Defense attorney Dennis McNamara of Columbus said, based on the facts, the case would have resulted in a not guilty verdict or the judge dismissing the case prior to jury deliberations.

But Ohio Attorney General Mike DeWine said attorneys on his staff would have proven the state's case.

Teachers are among several professions required to report suspected child abuse or neglect. McNamara said the duty to report only applies when a person is serving in their official capacity and not when he or she receives information as a neighbor, friend or concerned parent.

"The evidence at trial will establish that Lynnett Gorman heard about teenagers drinking and/or engaging in sexual conduct, and she inquired into this to determine if her son, then a junior in high school, had been present," McNamara said in his pretrial brief. "She talked to longtime friends and other parents. She learned that her son was not present. And she learned that the parents of the teenagers who were there had been made aware of the situation. Because she was involved as a parent, and not in her official capacity as an elementary principal, she will be entitled to a judgment of acquittal at the conclusion of the state's evidence."

McNamara said Gorman had no actual knowledge or direct evidence of teenage drinking and sexual conduct occurring in April 2012. He said the disputed issue at trial would have been whether Gorman had reasonable cause to suspect that child abuse had occurred.

"High school students engaging in consenual sexual conduct is certainly inappropriate behavior," McNamara said. "But it is not criminal and it is not child abuse. High school students consuming alcohol is also bad behavior. But if no adults are involved, there is no reason to suspect child abuse in either case."

"It is just children behaving badly," McNamara said.

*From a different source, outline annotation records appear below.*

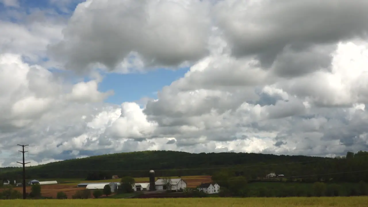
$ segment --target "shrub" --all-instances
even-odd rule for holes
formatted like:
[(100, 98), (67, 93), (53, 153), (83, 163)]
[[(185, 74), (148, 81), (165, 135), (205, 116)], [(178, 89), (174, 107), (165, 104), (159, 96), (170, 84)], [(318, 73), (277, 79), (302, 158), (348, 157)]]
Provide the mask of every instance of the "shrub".
[(323, 196), (326, 192), (326, 184), (320, 182), (316, 182), (313, 184), (314, 195), (319, 197)]
[(57, 192), (56, 194), (56, 199), (68, 199), (68, 196), (65, 193), (60, 191)]
[(93, 191), (93, 194), (95, 198), (98, 199), (103, 194), (103, 192), (100, 190), (95, 190)]
[(32, 198), (41, 197), (41, 186), (38, 184), (33, 184), (31, 189), (29, 197)]
[(359, 194), (361, 196), (365, 196), (367, 194), (367, 186), (364, 181), (360, 180), (358, 184), (358, 187), (359, 189)]

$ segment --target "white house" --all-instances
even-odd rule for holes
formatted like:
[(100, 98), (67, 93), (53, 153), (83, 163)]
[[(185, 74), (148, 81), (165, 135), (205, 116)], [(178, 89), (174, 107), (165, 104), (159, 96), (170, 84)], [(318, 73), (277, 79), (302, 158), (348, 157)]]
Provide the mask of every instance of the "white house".
[(147, 190), (149, 189), (149, 183), (136, 183), (133, 187), (135, 191), (137, 190)]
[[(181, 178), (171, 179), (171, 190), (177, 191), (180, 189), (184, 189), (187, 187), (187, 183)], [(156, 190), (167, 190), (166, 186), (163, 183), (163, 179), (158, 179), (155, 182), (156, 186)]]
[(132, 188), (134, 191), (141, 191), (142, 190), (142, 186), (140, 183), (134, 183), (132, 185)]
[(87, 185), (87, 186), (86, 186), (86, 189), (89, 189), (91, 190), (96, 190), (96, 189), (99, 189), (102, 190), (103, 189), (105, 186), (107, 185), (110, 186), (110, 187), (111, 188), (112, 193), (114, 193), (116, 191), (116, 190), (117, 189), (117, 185), (116, 183), (114, 182), (109, 183), (91, 183)]
[(198, 190), (208, 194), (217, 193), (220, 192), (220, 186), (217, 183), (212, 185), (211, 183), (201, 183)]
[(271, 173), (266, 175), (266, 177), (268, 178), (275, 178), (275, 177), (276, 177), (276, 174), (274, 172), (271, 172)]

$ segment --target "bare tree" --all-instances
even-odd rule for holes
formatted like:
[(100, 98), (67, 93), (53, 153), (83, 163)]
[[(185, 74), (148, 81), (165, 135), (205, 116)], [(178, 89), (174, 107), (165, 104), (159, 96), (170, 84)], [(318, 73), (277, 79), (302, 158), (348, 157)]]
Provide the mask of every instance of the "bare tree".
[(168, 190), (171, 190), (171, 186), (172, 183), (171, 182), (171, 178), (170, 177), (166, 177), (162, 178), (162, 184), (163, 186), (166, 187), (166, 189)]

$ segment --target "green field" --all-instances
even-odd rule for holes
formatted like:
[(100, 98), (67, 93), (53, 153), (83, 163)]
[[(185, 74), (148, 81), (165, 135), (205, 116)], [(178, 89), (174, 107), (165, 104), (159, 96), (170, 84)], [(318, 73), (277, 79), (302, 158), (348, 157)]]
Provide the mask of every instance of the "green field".
[(284, 198), (153, 199), (85, 200), (7, 200), (0, 201), (1, 207), (363, 207), (368, 197)]

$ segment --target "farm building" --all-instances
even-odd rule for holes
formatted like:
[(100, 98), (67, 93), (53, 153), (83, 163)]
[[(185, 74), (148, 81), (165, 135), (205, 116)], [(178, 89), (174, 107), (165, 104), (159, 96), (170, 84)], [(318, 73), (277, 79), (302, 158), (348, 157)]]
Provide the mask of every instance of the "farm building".
[(106, 185), (110, 186), (110, 187), (111, 188), (112, 192), (114, 193), (116, 191), (116, 190), (117, 189), (117, 185), (116, 183), (114, 182), (109, 183), (91, 183), (87, 185), (87, 186), (86, 186), (86, 189), (89, 189), (91, 190), (99, 189), (102, 190), (103, 189), (103, 187)]
[(32, 180), (28, 182), (28, 184), (29, 185), (32, 185), (34, 184), (38, 184), (40, 182), (39, 181), (37, 180)]
[(137, 183), (133, 185), (132, 187), (134, 191), (147, 190), (149, 189), (148, 187), (149, 185), (149, 183)]
[[(187, 183), (181, 178), (171, 179), (171, 190), (177, 191), (187, 187)], [(158, 179), (155, 182), (156, 190), (166, 190), (166, 186), (163, 183), (163, 179)]]
[(38, 182), (38, 184), (40, 185), (48, 185), (52, 184), (57, 184), (57, 181), (56, 180), (52, 181), (40, 181)]
[(217, 183), (212, 184), (211, 183), (201, 183), (198, 190), (208, 194), (217, 193), (220, 191), (220, 186)]

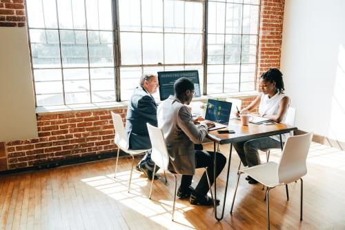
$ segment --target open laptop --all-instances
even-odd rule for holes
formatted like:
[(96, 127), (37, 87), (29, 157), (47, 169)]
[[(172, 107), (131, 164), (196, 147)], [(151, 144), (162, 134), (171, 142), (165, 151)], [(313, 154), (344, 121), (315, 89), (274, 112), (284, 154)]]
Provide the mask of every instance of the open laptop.
[(231, 111), (231, 102), (208, 99), (205, 119), (215, 122), (215, 126), (209, 131), (223, 128), (228, 126)]

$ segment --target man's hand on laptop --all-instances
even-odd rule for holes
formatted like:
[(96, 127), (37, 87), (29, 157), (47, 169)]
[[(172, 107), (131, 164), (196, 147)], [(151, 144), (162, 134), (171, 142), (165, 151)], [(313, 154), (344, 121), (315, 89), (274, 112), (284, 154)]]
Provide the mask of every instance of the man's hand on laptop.
[(206, 120), (204, 122), (207, 125), (207, 128), (213, 128), (215, 126), (215, 122), (206, 121)]
[(199, 124), (201, 122), (205, 121), (203, 117), (195, 117), (193, 119), (193, 122), (195, 124)]

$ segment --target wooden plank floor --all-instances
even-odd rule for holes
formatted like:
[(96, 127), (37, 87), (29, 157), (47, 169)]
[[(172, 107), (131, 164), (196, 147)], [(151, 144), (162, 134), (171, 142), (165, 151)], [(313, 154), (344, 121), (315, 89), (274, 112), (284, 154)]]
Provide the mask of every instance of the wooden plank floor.
[[(221, 146), (228, 153), (229, 146)], [(211, 149), (208, 144), (205, 148)], [(228, 155), (226, 154), (226, 155)], [(262, 157), (264, 158), (264, 155)], [(273, 151), (271, 160), (278, 160)], [(138, 159), (136, 159), (137, 161)], [(232, 196), (239, 164), (232, 157), (224, 218), (217, 222), (212, 207), (193, 206), (177, 200), (175, 222), (171, 221), (174, 183), (155, 183), (152, 200), (148, 198), (150, 182), (133, 173), (132, 191), (127, 192), (131, 160), (106, 160), (0, 177), (1, 229), (264, 229), (264, 191), (262, 185), (240, 180), (233, 215)], [(345, 229), (345, 152), (313, 143), (304, 177), (304, 220), (299, 221), (300, 184), (270, 192), (273, 229)], [(195, 185), (202, 173), (198, 170)], [(163, 173), (162, 173), (163, 174)], [(226, 171), (217, 182), (218, 197), (224, 195)], [(220, 207), (219, 207), (220, 210)]]

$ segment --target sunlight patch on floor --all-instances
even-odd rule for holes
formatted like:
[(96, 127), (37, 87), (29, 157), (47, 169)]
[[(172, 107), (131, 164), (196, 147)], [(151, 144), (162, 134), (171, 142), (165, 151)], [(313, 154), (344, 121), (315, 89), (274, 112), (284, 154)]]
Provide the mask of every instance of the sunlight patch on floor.
[(116, 178), (114, 178), (114, 173), (112, 173), (81, 180), (163, 227), (174, 229), (195, 229), (184, 215), (184, 213), (193, 209), (193, 207), (181, 204), (177, 199), (175, 211), (176, 222), (171, 221), (173, 198), (171, 200), (155, 198), (154, 186), (152, 200), (148, 199), (150, 184), (150, 184), (150, 181), (135, 171), (132, 173), (130, 193), (128, 193), (130, 175), (130, 171), (125, 171), (117, 173)]

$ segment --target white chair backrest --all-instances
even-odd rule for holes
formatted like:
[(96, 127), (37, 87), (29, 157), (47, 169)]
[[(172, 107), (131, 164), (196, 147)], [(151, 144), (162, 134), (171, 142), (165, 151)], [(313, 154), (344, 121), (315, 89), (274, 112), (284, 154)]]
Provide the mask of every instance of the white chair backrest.
[[(242, 105), (242, 100), (240, 99), (235, 99), (235, 98), (226, 98), (226, 102), (231, 102), (231, 112), (230, 113), (230, 115), (231, 117), (235, 117), (235, 114), (237, 112), (237, 108), (239, 110), (241, 110), (241, 106)], [(237, 106), (237, 108), (236, 108)]]
[(163, 131), (161, 128), (152, 126), (148, 123), (147, 126), (152, 145), (151, 159), (159, 168), (168, 170), (169, 155)]
[(295, 119), (296, 118), (296, 109), (293, 107), (288, 107), (285, 118), (285, 124), (290, 126), (295, 125)]
[(278, 166), (279, 183), (290, 183), (306, 174), (306, 156), (312, 138), (313, 133), (288, 137)]
[(127, 151), (129, 148), (129, 141), (127, 134), (126, 133), (122, 117), (120, 115), (111, 112), (112, 117), (112, 123), (115, 129), (115, 142), (121, 149)]

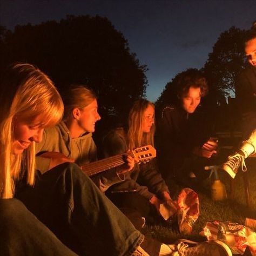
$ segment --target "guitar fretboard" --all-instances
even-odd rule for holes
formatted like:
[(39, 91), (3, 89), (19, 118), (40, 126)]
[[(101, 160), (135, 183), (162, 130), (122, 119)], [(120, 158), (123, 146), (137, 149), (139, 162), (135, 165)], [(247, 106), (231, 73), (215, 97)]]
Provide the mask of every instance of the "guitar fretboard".
[(124, 164), (125, 162), (123, 158), (125, 156), (132, 156), (132, 151), (123, 154), (118, 154), (106, 159), (90, 163), (81, 166), (82, 170), (89, 176), (106, 171), (107, 170), (114, 168)]

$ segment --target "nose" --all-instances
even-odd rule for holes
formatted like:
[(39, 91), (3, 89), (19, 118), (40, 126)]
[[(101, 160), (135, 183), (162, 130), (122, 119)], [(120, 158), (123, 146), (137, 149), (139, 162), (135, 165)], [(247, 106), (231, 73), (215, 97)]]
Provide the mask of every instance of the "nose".
[(99, 115), (99, 114), (97, 112), (97, 114), (96, 114), (96, 120), (97, 121), (99, 121), (101, 119), (102, 119), (102, 118), (100, 117), (100, 116)]
[(36, 130), (36, 132), (33, 136), (32, 140), (35, 142), (38, 143), (42, 142), (43, 139), (43, 132), (44, 132), (43, 129), (39, 129)]

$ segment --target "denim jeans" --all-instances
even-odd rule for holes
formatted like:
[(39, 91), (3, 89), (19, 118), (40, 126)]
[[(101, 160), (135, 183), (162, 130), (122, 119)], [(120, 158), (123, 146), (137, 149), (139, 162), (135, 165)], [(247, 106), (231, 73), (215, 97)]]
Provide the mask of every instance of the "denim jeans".
[(75, 164), (44, 173), (16, 197), (79, 255), (130, 255), (144, 239)]
[(19, 200), (0, 199), (1, 256), (75, 256)]

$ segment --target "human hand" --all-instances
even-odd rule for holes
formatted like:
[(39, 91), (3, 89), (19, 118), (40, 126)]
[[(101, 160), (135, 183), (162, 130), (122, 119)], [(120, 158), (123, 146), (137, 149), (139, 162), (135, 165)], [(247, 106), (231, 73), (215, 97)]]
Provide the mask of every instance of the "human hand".
[(50, 158), (49, 169), (64, 163), (74, 163), (75, 160), (71, 158), (68, 158), (64, 154), (58, 152), (46, 152), (39, 156), (41, 157), (45, 158)]
[(160, 205), (161, 204), (161, 200), (156, 196), (153, 196), (153, 197), (150, 199), (150, 202), (156, 207), (157, 212), (160, 214), (159, 208)]
[(214, 152), (203, 149), (202, 147), (195, 147), (193, 150), (193, 153), (199, 157), (210, 158)]
[(168, 193), (167, 191), (164, 191), (161, 194), (161, 199), (164, 202), (167, 201), (168, 200), (172, 200), (169, 193)]
[(131, 171), (134, 167), (136, 160), (132, 156), (127, 156), (124, 160), (126, 162), (125, 164), (124, 164), (116, 169), (116, 172), (118, 174), (120, 174), (122, 173), (125, 173), (127, 172), (129, 172)]
[(202, 149), (209, 151), (215, 151), (217, 153), (218, 142), (218, 139), (216, 138), (210, 138), (202, 146)]

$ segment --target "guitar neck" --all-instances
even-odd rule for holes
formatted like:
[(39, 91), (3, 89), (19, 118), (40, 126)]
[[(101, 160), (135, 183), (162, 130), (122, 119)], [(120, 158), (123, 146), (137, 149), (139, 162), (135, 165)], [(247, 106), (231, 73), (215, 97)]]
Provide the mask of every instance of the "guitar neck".
[(118, 154), (95, 162), (90, 163), (81, 166), (83, 171), (89, 176), (100, 173), (112, 168), (119, 166), (125, 162), (123, 160), (124, 156), (132, 155), (132, 152), (129, 151), (123, 154)]

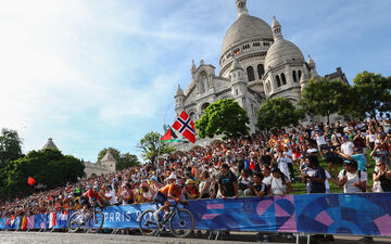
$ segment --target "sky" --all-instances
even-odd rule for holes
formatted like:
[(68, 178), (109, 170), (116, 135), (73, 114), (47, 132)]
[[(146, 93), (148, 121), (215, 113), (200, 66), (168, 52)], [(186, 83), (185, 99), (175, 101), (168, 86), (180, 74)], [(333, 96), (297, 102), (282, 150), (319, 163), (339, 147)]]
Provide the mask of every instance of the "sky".
[[(249, 13), (311, 54), (324, 76), (341, 66), (391, 76), (391, 1), (248, 0)], [(191, 61), (216, 67), (237, 18), (235, 0), (0, 0), (0, 128), (23, 152), (53, 138), (64, 154), (96, 162), (172, 124)], [(139, 158), (142, 160), (141, 158)]]

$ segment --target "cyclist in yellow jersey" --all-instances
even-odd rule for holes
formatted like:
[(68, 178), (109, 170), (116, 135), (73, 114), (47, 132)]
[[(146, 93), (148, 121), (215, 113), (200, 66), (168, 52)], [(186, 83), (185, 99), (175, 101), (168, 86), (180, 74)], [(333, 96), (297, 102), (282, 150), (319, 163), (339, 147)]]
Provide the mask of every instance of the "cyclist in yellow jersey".
[(153, 197), (156, 203), (162, 204), (162, 207), (153, 214), (153, 217), (156, 221), (159, 221), (159, 215), (162, 210), (164, 210), (165, 213), (169, 211), (168, 198), (173, 198), (176, 202), (182, 204), (188, 204), (188, 201), (180, 200), (181, 184), (176, 180), (176, 176), (172, 174), (167, 178), (167, 181), (168, 184), (159, 189)]

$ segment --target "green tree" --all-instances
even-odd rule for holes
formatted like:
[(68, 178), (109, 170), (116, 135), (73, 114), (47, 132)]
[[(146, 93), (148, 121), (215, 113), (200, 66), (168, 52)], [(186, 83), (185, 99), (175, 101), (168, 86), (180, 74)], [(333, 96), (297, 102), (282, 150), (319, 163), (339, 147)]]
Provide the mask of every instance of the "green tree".
[(266, 100), (256, 114), (257, 128), (269, 131), (272, 128), (281, 129), (289, 126), (298, 126), (302, 112), (285, 98)]
[(59, 150), (31, 151), (25, 157), (7, 163), (0, 191), (1, 194), (31, 192), (34, 189), (27, 184), (28, 177), (47, 189), (74, 183), (84, 177), (84, 168), (81, 160), (63, 155)]
[(302, 92), (299, 105), (310, 116), (313, 114), (327, 117), (330, 123), (330, 115), (341, 111), (346, 102), (346, 95), (350, 93), (350, 86), (339, 80), (329, 80), (325, 78), (311, 78)]
[(98, 164), (100, 164), (100, 160), (104, 157), (104, 155), (106, 155), (108, 151), (110, 151), (110, 153), (113, 155), (114, 159), (117, 163), (121, 162), (121, 151), (114, 147), (108, 147), (108, 149), (102, 149), (98, 153)]
[(98, 164), (100, 164), (101, 159), (104, 157), (108, 151), (110, 151), (110, 153), (113, 155), (114, 159), (116, 160), (115, 164), (116, 170), (122, 170), (124, 168), (140, 165), (140, 162), (138, 160), (136, 155), (130, 153), (123, 154), (121, 153), (119, 150), (114, 147), (102, 149), (98, 154)]
[(3, 128), (0, 134), (0, 168), (10, 160), (23, 157), (22, 139), (16, 130)]
[(140, 162), (138, 160), (135, 154), (125, 153), (121, 155), (121, 160), (116, 165), (117, 170), (122, 170), (124, 168), (129, 168), (133, 166), (139, 166)]
[(161, 138), (162, 134), (159, 132), (150, 131), (136, 145), (136, 147), (141, 151), (141, 156), (144, 160), (153, 163), (155, 162), (159, 153), (163, 155), (175, 151), (174, 146), (161, 141)]
[(363, 72), (355, 76), (353, 84), (349, 112), (376, 117), (377, 112), (391, 110), (391, 77)]
[(249, 123), (247, 112), (234, 99), (224, 99), (206, 107), (195, 121), (195, 128), (200, 138), (213, 138), (215, 134), (238, 138), (249, 134)]

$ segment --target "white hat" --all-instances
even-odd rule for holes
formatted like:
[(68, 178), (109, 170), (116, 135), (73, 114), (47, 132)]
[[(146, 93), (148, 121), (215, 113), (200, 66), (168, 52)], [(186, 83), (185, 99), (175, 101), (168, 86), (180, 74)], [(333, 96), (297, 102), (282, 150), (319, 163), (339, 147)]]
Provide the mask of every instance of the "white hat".
[(167, 178), (167, 180), (176, 180), (175, 174), (169, 175), (169, 177)]

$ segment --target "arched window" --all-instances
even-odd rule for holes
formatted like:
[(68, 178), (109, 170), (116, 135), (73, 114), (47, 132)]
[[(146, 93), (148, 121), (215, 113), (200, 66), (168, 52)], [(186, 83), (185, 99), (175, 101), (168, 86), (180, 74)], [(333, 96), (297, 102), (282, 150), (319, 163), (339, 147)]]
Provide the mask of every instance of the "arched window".
[(286, 79), (283, 73), (281, 73), (281, 79), (282, 79), (282, 86), (283, 86), (283, 85), (287, 85), (287, 79)]
[(249, 66), (247, 68), (248, 70), (248, 78), (249, 78), (249, 81), (253, 81), (255, 80), (255, 77), (254, 77), (254, 68), (252, 66)]
[(258, 64), (257, 72), (258, 72), (258, 78), (262, 79), (263, 74), (265, 74), (265, 68), (263, 64)]
[(297, 77), (295, 70), (292, 72), (292, 77), (293, 77), (293, 81), (298, 82), (298, 77)]
[(277, 87), (281, 87), (281, 81), (280, 81), (280, 79), (279, 79), (279, 76), (278, 76), (278, 75), (276, 76), (276, 81), (277, 81)]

DeWine, meanwhile, said despite Gorman's continued statements that she does not believe she committed a crime, the evidence proves otherwise.

"She has every right to say that," DeWine said. "We believe we could have proven the case."

DeWine, after the issuance of the press release, said nobody should read into the Gorman case as to what may happen in the other cases.

"This was a fourth-degree misdemeanor. Other (cases) have significant felonies," he said.

DeWine said Gorman is a well-respected principal, with no criminal record. He said Gorman will do her community service at a sexual assault center.